Sur l'autre face, on trouve une nouvelle version de «Hhaï», sans doute la meilleure, magnifiée par la guitare d'un Jean-Luc Chevalier au jeu âpre et rugueux, et «'La' Dawotsin», un petit morceau qui n'est pas sans rappeler «Lïhns»...

Mais c'est Retrospektïw 1&2 qui crée l'événement. On y trouve en effet, pour la première fois gravé dans la cire, le mythique «Theusz Hamtaakh». Ce premier mouvement de la trilogie du même nom occupe un disque entier, l'autre abritant pour sa part une version définitive de Mekanïk Destruktïw Kommandoh, dont il a été question plus haut. Paganotti s'y déchaîne dans un solo épique où il évoque à lui seul les foudres de toutes les guerres passées et à venir.

La sortie de ces disques va malheureusement donner lieu à un de ces scandales dont Magma a le secret. Klaus qui, lui aussi, a fini par jeter l'éponge après les concerts, mais que tout le monde a pu voir comme à l'habitude, fidèle et parfait sur la scène de l'Olympia, n'apparaît pas sur les crédits de pochette de Retrospektïw 3. Juste retour des choses, diront certains, car il faut dire que l'ami Klaus n'était pas le dernier pour critiquer ses petits camarades et s'était fait une spécialité de «tailler des costards» à ceux qui avaient décidé  qu'il était temps pour eux de s'émanciper un peu et d'exister en dehors de la mythique formation.  En fait, comme on l'apprendra plus tard, une bonne partie de ces bandes a été refaite en studio, et Klaus n'étant plus disponible à ce moment-là, c'est Guy Khalifa qui s'est chargé des vocalises mâle.

Les shows de l'Olympia ont été un véritable triomphe, mais le groupe va encore faire mieux. En effet, l'année suivante, les hordes zeuhl vont investir Bobino pendant près de trois semaines pour y applaudir la nouvelle formation : celle qui a enregistré Attahk, renforcée par un batteur d'appoint, Alain 'Doudou' Weiss (ex-Alice), les frères Yvon et Alain Guillard (ex-Weidorje) aux cuivres ainsi que Guy Khalifa au chant au clavier et à la flûte. Ce grand moment a donné lieu, récemment, à l'édition d'une vidéo et d'un double CD live, AKT V-Bobino 1981.

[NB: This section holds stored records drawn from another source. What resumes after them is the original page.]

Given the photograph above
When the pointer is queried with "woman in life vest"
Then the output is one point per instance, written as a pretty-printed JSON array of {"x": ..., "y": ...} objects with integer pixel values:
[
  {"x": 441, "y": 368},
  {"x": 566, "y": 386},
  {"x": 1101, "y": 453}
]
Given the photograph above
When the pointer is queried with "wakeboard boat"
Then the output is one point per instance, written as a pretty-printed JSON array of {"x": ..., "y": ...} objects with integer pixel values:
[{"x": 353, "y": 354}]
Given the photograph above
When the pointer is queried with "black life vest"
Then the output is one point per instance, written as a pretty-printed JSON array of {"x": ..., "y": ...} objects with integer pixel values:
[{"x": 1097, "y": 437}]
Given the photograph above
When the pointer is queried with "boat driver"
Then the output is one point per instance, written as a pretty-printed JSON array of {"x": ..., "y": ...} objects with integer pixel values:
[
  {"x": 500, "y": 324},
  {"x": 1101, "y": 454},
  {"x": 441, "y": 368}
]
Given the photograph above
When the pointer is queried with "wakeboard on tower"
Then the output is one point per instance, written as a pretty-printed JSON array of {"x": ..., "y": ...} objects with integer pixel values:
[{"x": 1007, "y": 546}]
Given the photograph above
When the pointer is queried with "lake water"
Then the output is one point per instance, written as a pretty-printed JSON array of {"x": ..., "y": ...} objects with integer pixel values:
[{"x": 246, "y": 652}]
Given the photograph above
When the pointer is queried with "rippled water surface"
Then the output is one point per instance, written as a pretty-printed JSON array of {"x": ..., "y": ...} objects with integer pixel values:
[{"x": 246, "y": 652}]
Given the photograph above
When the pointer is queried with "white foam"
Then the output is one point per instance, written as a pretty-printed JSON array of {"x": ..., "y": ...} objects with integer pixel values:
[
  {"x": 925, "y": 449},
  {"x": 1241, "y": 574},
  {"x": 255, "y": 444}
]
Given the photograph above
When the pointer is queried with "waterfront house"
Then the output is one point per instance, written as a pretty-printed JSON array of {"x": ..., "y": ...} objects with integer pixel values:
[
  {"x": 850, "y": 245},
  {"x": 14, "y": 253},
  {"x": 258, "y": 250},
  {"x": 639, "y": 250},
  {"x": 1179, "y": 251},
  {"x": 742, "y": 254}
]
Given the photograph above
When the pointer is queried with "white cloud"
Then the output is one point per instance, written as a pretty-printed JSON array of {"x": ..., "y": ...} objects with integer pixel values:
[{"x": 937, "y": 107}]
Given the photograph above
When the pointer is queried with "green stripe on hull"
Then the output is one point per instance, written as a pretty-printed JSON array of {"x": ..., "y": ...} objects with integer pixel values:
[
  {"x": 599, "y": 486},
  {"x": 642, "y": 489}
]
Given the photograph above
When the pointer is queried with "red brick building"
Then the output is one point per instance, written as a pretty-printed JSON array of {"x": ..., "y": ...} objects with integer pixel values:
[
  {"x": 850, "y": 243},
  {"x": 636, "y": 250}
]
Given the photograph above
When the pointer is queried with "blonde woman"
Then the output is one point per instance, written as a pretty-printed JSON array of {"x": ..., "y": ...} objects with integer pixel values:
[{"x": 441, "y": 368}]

L'épopée va s'achever fin 1984 avec Merci, disque pour lequel Christian Vander a délaissé son instrument pour se consacrer au rôle de producteur. Un producteur du genre exigeant : le batteur, François Laizeau, a dû faire plus de soixante prises pour certains morceaux ! Réalisé sur une période de deux ans, avec un personnel pléthorique et fluctuant, ce dernier opus laisse une impression mitigée. Sur «Call From The Dark (Ooh Ooh Baby)», qui ouvre les festivités, ou sur «I Must Return», Magma s'est définitivement mis à l'anglais ! Le résultat n'est pas désagréable, loin s'en faut, mais la magie s'est un peu perdue en cours de route et les textes ne sont ni meilleurs ni pires que le tout-venant de la variété rock anglo-saxonne que le groupe a tant fustigé : cruel retour des choses ! On regrette d'autant plus ce faux-pas que le disque bénéficie, enfin, d'une production à la hauteur, et regorge d'arrangements superbes et d'harmonies vocales absolument renversantes. Trois titres sauvent de toute façon l'entreprise et peuvent justifier à eux seuls l'achat du disque : «Otis (Ending)», un bel hommage à Otis Redding et, surtout, «Eliphas Levi», une superbe et mélancolique incantation signée par Garber. À signaler, au cœur du morceau, la reprise, par Vander lui-même, du long solo de piano de McCoy Timer sur le sublime «My Favourite Things» de Coltrane. Last but not least, l'album, et cette première partie de l'aventure Magma, se concluent en beauté avec «The Night We Died» : une petite merveille de quatre minutes à l'arrangement minimaliste et diaphane (jamais le célesta n'aura si bien mérité son nom), où s'exprime toute la poésie que ce diable d'homme est capable de mettre dans quelques notes.